STUDY DESIGN AND METHODS: The study involved a retrospective analysis of the use of plasma at a university hospital (Barcelona, Spain) over three 1-year periods: one before the implementation of PIP therapy and two after. Blood components transfused to plasma recipients were listed by broad diagnostic categories based on the Diagnosis-Related Group classification.

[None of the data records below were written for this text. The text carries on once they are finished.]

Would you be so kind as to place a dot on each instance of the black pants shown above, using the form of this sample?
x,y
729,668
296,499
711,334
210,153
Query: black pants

RESULTS: During the period under study, 2,967 patients were given plasma in this hospital. They received 27,434 units of plasma, 1,660 of cryoprecipitate, 10,079 of platelets, and 24,607 of packed RBCs. Patients undergoing surgical procedures accounted for 74 percent of all transfused plasma. In 71 percent of patient admissions, packed RBCs were transfused in addition to plasma. Diagnostic categories with the greatest requirement for plasma were cardiac valve surgery, liver transplant, wounds and traumatic injuries, and bowel surgery. The use of PIP was associated with a 56-percent increase in the aggregated demand for plasma, whereas the transfusion of non-virusinactivated cryoprecipitate increased twofold the first year and threefold the second year. The growth in the use of plasma took place in all the diagnostic categories. In those categories that include patients with liver disease, a partial substitution of PIP for cryoprecipitate was observed during the second year after PIP therapy implementation.

CONCLUSION: The use of PIP was associated with a marked increase in the demand for plasma and cryoprecipitate, which probably was due to the low hemostatic quality of the new component. It is possible that such an increase overrode the potential health benefits derived from transfusing virus-inactivated plasma.